When to pause for human review

Confidence score below threshold
High-stakes actions (send email, delete data, charge payment)
Content policy flags
Ambiguous intent classification

Approval queue pattern

interface PendingAction {
  id: string;
  userId: string;
  action: string;
  payload: unknown;
  llmReasoning: string;
  createdAt: Date;
  status: 'pending' | 'approved' | 'rejected';
}

async function requestApproval(action: string, payload: unknown, reasoning: string): Promise<void> {
  const pending: PendingAction = {
    id: crypto.randomUUID(),
    userId: currentUserId(),
    action,
    payload,
    llmReasoning: reasoning,
    createdAt: new Date(),
    status: 'pending',
  };

  await db.insert(pendingActions).values(pending);

  // Notify human reviewer (Slack, email, dashboard)
  await notify.reviewRequired(pending);
}

// Resume endpoint (called by human reviewer)
app.post('/approve/:id', async (req, res) => {
  const pending = await db.findPendingAction(req.params.id);
  await db.updatePendingAction(req.params.id, { status: 'approved' });
  await executeAction(pending.action, pending.payload);
  res.json({ ok: true });
});

Async resume with webhook

Design stateful pipelines that can pause and resume:

// Pipeline step: pause if low confidence
if (confidence < 0.8) {
  await savePipelineState({ stepId: 'classify', state, sessionId });
  await requestApproval(action, payload, reasoning);
  return; // Pause — resume via webhook
}

// Resume webhook
app.post('/webhook/approve', async (req, res) => {
  const { sessionId } = req.body;
  const state = await loadPipelineState(sessionId);
  await continuePipeline(state);
  res.json({ ok: true });
});

Guardrails

Input validation (before LLM call)

function validateInput(input: string): { valid: boolean; reason?: string } {
  if (input.length > 10_000) return { valid: false, reason: 'Input too long (max 10,000 chars)' };
  if (containsPII(input)) return { valid: false, reason: 'Input contains personal data' };
  if (containsPromptInjection(input)) return { valid: false, reason: 'Suspicious input pattern' };
  return { valid: true };
}

function containsPromptInjection(input: string): boolean {
  const patterns = [
    /ignore previous instructions/i,
    /you are now/i,
    /system prompt/i,
    /\[INST\]/i,
  ];
  return patterns.some(p => p.test(input));
}

Output validation (after LLM call)

function validateOutput(output: string, schema: JSONSchema): ValidationResult {
  // 1. Parse JSON
  let parsed: unknown;
  try {
    parsed = JSON.parse(output);
  } catch {
    return { valid: false, reason: 'Output is not valid JSON' };
  }

  // 2. Schema validation
  const result = ajv.validate(schema, parsed);
  if (!result) return { valid: false, reason: ajv.errorsText() };

  // 3. Business rule validation
  if (!isBusinessRuleCompliant(parsed)) return { valid: false, reason: 'Business rule violation' };

  return { valid: true, parsed };
}

Content filter integration

import Anthropic from '@anthropic-ai/sdk';

// Claude's built-in safety measures handle most cases
// For additional content filtering, check stop_reason
const response = await client.messages.create({ ... });

if (response.stop_reason === 'end_turn') {
  // Normal completion
} else if (response.stop_reason === 'max_tokens') {
  // Truncated — may need to continue
} else {
  // Unexpected stop — log and inspect
  console.warn('Unexpected stop_reason:', response.stop_reason);
}

Latency Optimization

Prompt caching (Anthropic `cache_control`)

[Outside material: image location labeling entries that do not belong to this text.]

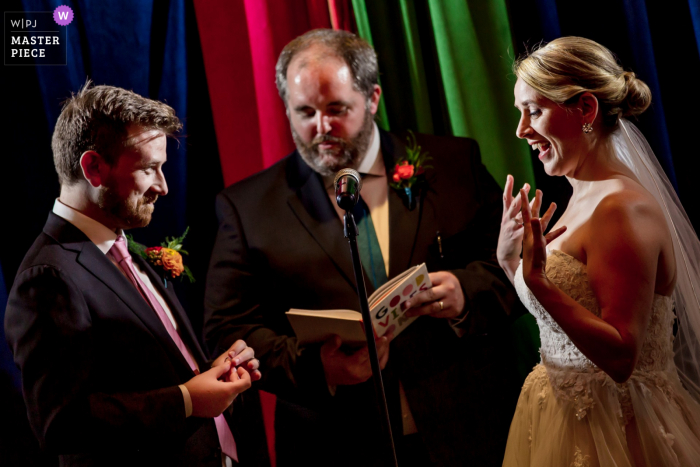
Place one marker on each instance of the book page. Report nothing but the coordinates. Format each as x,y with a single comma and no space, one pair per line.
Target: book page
386,311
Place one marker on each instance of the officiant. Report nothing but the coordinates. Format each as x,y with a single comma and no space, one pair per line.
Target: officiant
449,378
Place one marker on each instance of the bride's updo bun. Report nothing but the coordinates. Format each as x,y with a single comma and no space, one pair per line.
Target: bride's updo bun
569,66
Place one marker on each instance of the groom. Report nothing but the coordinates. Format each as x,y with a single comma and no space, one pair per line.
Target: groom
449,379
112,373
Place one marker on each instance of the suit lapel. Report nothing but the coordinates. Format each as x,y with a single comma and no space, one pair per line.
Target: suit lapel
97,263
404,224
313,208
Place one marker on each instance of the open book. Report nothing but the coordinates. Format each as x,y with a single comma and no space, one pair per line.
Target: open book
384,307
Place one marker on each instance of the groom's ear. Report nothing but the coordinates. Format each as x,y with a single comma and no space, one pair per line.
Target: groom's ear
93,166
588,104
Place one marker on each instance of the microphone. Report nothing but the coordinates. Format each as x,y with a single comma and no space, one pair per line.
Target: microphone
348,184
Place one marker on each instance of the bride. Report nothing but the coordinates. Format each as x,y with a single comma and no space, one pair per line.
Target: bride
614,286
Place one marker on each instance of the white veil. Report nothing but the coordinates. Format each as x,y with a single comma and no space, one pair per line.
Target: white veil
633,150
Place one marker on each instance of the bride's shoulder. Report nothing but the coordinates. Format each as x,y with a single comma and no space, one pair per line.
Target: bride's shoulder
625,202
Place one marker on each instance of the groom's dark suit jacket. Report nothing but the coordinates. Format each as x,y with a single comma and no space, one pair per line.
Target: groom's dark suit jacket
280,245
99,370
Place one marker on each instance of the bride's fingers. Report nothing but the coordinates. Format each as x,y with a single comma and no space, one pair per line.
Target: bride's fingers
538,243
536,203
508,192
554,234
548,216
514,207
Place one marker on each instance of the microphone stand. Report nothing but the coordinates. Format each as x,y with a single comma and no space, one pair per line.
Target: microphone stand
350,230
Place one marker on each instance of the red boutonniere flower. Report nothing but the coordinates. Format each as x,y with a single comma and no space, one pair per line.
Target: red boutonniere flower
166,258
409,172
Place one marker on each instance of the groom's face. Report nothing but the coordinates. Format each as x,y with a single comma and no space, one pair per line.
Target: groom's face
331,121
132,184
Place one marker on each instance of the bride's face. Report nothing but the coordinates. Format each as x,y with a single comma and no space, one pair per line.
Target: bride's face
553,129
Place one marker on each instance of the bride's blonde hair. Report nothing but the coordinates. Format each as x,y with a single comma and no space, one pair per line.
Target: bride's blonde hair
569,66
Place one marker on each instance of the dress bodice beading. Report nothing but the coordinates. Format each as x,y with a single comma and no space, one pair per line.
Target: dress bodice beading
571,374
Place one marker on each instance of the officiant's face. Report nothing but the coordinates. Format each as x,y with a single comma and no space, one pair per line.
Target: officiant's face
551,128
331,121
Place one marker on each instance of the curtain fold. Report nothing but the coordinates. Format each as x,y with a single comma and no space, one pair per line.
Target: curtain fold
365,32
475,53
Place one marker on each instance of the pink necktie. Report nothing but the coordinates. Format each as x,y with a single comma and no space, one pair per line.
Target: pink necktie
120,253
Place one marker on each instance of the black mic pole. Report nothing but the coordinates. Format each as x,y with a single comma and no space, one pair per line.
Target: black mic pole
350,230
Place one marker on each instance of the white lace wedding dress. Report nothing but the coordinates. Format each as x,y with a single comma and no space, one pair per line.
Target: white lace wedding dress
570,413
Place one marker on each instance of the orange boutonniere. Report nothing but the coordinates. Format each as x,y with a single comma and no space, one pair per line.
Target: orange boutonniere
409,172
167,258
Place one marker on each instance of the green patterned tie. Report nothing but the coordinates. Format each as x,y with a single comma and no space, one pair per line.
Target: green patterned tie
367,243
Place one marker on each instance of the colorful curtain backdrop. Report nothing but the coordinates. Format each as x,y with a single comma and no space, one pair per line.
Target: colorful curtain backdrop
445,69
451,59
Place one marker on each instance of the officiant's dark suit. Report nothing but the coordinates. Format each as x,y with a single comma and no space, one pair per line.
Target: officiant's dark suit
280,245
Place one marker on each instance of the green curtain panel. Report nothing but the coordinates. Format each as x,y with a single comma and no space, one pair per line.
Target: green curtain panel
449,72
364,31
475,53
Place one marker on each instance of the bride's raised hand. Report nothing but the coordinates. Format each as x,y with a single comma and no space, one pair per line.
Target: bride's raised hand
510,238
534,241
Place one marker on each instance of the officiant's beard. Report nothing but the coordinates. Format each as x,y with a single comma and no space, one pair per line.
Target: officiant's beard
130,212
348,153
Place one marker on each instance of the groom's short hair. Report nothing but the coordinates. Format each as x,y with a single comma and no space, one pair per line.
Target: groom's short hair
97,118
353,50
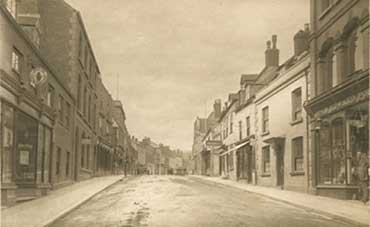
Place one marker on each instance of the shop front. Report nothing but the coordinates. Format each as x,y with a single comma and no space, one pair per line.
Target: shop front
340,139
25,155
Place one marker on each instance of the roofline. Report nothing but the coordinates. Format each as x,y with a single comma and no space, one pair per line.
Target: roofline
35,50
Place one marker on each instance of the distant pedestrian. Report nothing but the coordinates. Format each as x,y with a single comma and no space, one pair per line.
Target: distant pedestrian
363,177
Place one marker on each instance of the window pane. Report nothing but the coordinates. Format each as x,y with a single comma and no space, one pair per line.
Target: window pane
7,126
338,152
47,154
324,155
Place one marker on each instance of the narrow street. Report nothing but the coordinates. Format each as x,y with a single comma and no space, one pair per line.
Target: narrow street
159,201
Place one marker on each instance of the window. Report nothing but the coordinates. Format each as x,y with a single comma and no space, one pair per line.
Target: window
68,113
7,146
297,104
17,61
297,152
240,130
57,164
50,96
84,100
89,109
81,50
79,93
88,156
354,51
61,109
11,6
68,159
82,154
231,123
324,5
332,152
265,119
248,123
266,159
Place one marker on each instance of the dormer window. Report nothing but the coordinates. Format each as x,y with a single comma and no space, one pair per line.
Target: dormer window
11,6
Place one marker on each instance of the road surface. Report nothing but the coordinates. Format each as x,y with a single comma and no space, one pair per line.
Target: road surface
175,201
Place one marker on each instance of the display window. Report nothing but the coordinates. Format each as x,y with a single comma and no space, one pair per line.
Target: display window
343,137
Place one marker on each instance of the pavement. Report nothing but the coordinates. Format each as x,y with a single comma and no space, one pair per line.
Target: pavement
350,210
45,210
181,201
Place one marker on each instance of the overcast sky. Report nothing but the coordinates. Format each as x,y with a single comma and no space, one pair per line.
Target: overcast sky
175,57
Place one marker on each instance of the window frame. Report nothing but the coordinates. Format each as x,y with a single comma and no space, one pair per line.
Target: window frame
266,152
248,126
297,108
265,120
17,61
295,156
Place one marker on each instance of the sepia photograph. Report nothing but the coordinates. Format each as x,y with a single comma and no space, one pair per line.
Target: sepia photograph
184,113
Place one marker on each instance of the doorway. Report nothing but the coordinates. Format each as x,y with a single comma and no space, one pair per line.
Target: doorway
280,166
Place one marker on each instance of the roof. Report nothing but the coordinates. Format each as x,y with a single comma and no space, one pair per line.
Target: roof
247,78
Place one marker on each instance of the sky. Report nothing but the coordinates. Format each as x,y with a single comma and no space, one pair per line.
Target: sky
168,60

Dramatically reduce latency and cost for repeated long system prompts.

const response = await client.messages.create({
  model: 'claude-sonnet-latest',
  max_tokens: 1024,
  system: [
    {
      type: 'text',
      text: veryLongSystemPrompt,           // cached after first call
      cache_control: { type: 'ephemeral' }, // TTL: 5 minutes
    },
  ],
  messages: [{ role: 'user', content: userMessage }],
});

// Check cache hit in response
console.log(response.usage.cache_read_input_tokens);   // tokens served from cache
console.log(response.usage.cache_creation_input_tokens); // tokens written to cache

Parallel calls

Fan out independent LLM calls rather than awaiting sequentially.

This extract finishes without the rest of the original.